Robots, will they overthrow the world? It’s a common portrayal by the makers of science fiction. But is the future, one of robots travelling through time to change the course of humanity? Well we can’t say for sure that it isn’t, but then, we also can’t say there’s no chance of puppets being inhabited by evil spirits with a hunger for human blood – it is however, very unlikely.
Chris Malcolm (lecturer on AI at Edinburgh University writes ‘Like all the best conjuring tricks, the argument depends on distracting you with astonishing facts while some assumptions sneak past’ (Malcolm, 2001). He points out that the problem with the science fiction view are twofold, for one it anthropomorphises robots, it assumes that they have feelings – some say of contempt, of greed or pity. Ultimately though, if there is one thing that we know about robot’s, it’s that they just don’t care. It may seem sometimes like your PC is out to get you when it crashes just before you can click save, but it has no malice. According to Malcolm: ‘Intelligence is no more enough to make a real creature than is fur and beady eyes.’ – well put.

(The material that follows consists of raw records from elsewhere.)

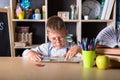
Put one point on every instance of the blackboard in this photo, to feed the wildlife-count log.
(5, 49)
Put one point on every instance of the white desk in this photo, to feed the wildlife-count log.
(16, 68)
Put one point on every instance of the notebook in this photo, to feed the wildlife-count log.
(61, 59)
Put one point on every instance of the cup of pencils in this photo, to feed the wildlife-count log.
(88, 51)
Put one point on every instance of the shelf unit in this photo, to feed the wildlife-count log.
(78, 27)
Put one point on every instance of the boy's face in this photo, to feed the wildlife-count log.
(57, 39)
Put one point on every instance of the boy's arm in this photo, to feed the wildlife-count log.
(73, 51)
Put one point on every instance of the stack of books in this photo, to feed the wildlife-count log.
(106, 9)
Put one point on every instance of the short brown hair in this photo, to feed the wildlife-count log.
(56, 24)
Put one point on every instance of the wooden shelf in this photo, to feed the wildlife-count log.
(31, 46)
(27, 20)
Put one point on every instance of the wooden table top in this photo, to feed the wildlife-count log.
(18, 68)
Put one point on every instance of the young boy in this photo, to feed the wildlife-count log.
(58, 46)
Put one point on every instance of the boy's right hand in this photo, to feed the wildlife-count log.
(35, 56)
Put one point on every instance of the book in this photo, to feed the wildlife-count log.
(104, 9)
(109, 9)
(109, 37)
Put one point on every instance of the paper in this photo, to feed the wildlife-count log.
(61, 59)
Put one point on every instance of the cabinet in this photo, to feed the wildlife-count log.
(78, 27)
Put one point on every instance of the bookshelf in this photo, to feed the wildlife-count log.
(78, 27)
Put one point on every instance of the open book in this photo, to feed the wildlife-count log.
(109, 37)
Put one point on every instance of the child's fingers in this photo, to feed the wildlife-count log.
(36, 58)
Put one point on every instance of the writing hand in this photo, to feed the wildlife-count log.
(35, 56)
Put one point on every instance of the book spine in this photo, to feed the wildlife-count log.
(109, 9)
(106, 2)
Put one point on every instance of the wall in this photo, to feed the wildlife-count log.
(4, 3)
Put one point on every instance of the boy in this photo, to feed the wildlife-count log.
(58, 46)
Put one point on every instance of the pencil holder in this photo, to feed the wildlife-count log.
(88, 58)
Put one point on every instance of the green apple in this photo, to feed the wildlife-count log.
(102, 62)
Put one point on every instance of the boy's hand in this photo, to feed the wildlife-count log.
(35, 56)
(72, 52)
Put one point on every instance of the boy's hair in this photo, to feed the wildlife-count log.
(56, 24)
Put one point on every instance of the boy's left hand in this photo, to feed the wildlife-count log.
(72, 52)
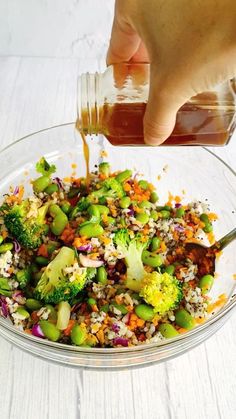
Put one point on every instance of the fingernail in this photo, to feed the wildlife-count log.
(153, 141)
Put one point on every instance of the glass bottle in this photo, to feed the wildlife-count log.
(113, 103)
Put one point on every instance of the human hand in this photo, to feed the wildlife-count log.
(191, 47)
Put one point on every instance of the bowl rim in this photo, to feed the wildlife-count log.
(230, 304)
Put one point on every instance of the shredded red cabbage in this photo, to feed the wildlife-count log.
(179, 228)
(18, 297)
(85, 248)
(121, 341)
(17, 246)
(37, 331)
(3, 306)
(115, 327)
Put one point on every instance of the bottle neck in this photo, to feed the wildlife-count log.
(88, 103)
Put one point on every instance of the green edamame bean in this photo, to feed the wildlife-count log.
(91, 301)
(167, 330)
(91, 230)
(51, 189)
(102, 200)
(50, 330)
(94, 213)
(143, 218)
(180, 212)
(145, 204)
(151, 260)
(41, 260)
(73, 192)
(208, 228)
(101, 275)
(54, 210)
(170, 269)
(155, 243)
(78, 334)
(125, 202)
(164, 207)
(105, 308)
(97, 210)
(33, 304)
(40, 184)
(184, 319)
(154, 215)
(110, 220)
(59, 223)
(143, 184)
(104, 168)
(136, 296)
(5, 247)
(154, 197)
(120, 307)
(65, 207)
(124, 176)
(206, 283)
(52, 313)
(24, 313)
(165, 214)
(144, 312)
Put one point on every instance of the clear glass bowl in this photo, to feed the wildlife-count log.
(196, 171)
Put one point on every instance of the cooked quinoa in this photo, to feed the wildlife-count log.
(103, 265)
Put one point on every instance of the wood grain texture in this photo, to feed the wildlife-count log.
(35, 93)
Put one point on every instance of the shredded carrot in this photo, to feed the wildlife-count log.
(211, 238)
(218, 254)
(43, 251)
(100, 336)
(70, 326)
(218, 303)
(68, 235)
(127, 187)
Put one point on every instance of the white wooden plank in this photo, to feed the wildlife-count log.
(199, 384)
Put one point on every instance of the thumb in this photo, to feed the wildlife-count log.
(160, 116)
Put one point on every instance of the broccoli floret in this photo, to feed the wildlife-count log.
(43, 167)
(27, 230)
(23, 277)
(81, 206)
(132, 250)
(110, 188)
(104, 168)
(55, 286)
(162, 291)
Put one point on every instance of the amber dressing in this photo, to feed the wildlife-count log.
(122, 124)
(85, 151)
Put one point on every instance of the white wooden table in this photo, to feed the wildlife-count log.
(36, 93)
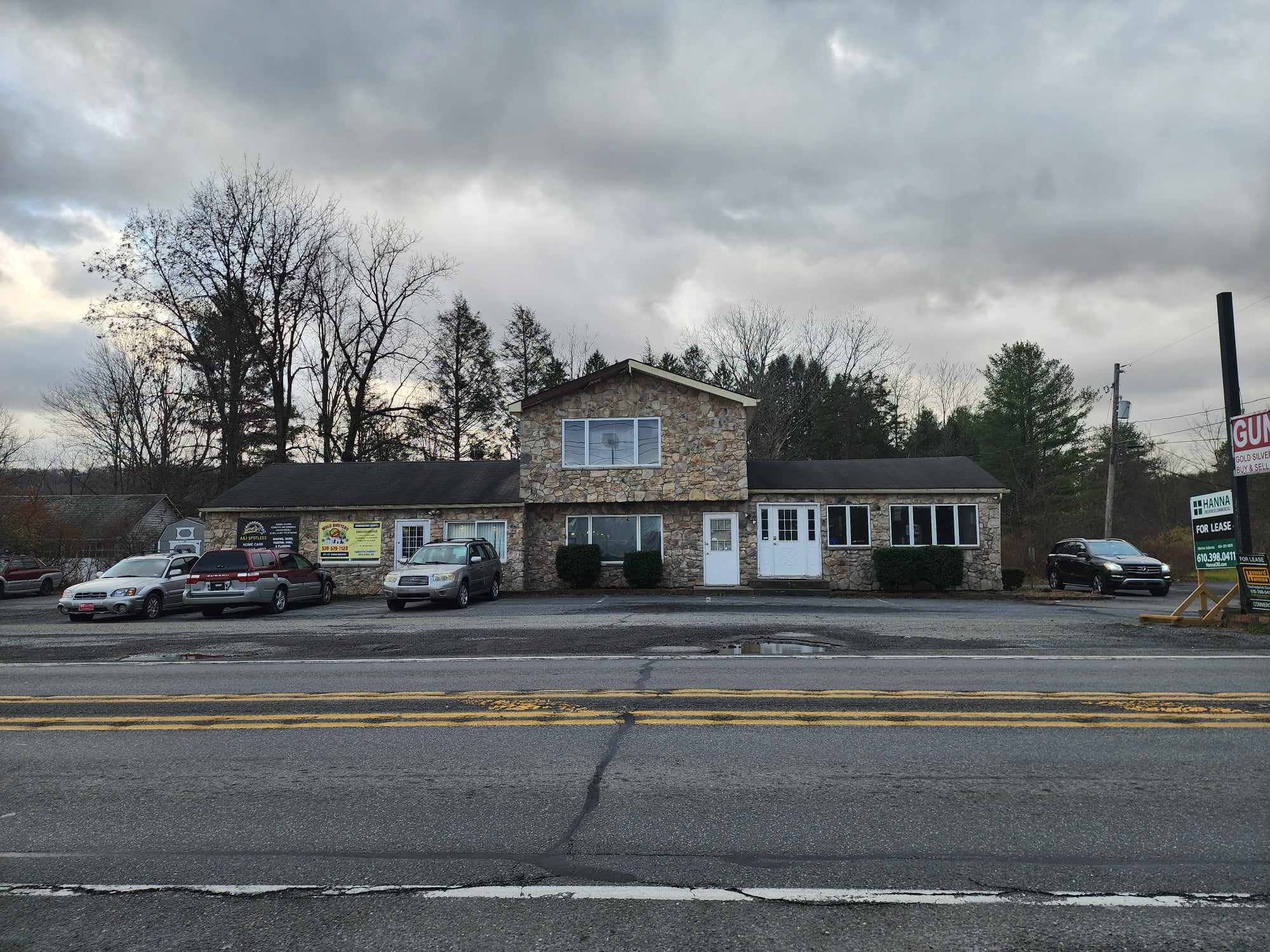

The second major problem with the idea of robots taking over is that we are so far from inventing artificial intelligence that it’s embarrassing, our most ‘intelligent’ machines can’t handle doors let alone plot our demise, and although computing power is growing fast, there is absolutely no connection between computing power and to the ability of a computer to think. I love the idea that AI could lead the way to robots taking over, I wish I could see the future in this way, but since when did intelligence rule anyway?
Robots are already in the home, many people have robot vacuum cleaners or lawn mowers. In Japan, the Wakamaru robot (above) is in the homes of the elderly reminding them to eat and take their medication.
With any new technology there are pros and cons, and Luddites are quick to point out the risks but all in all, robots are very logical and predictable. With a world populated by 7 billion autonomous, mobile, decision making, ‘intelligent’ beings that don’t have the same logic or predictability the worry about the former getting out of hand seems misplaced.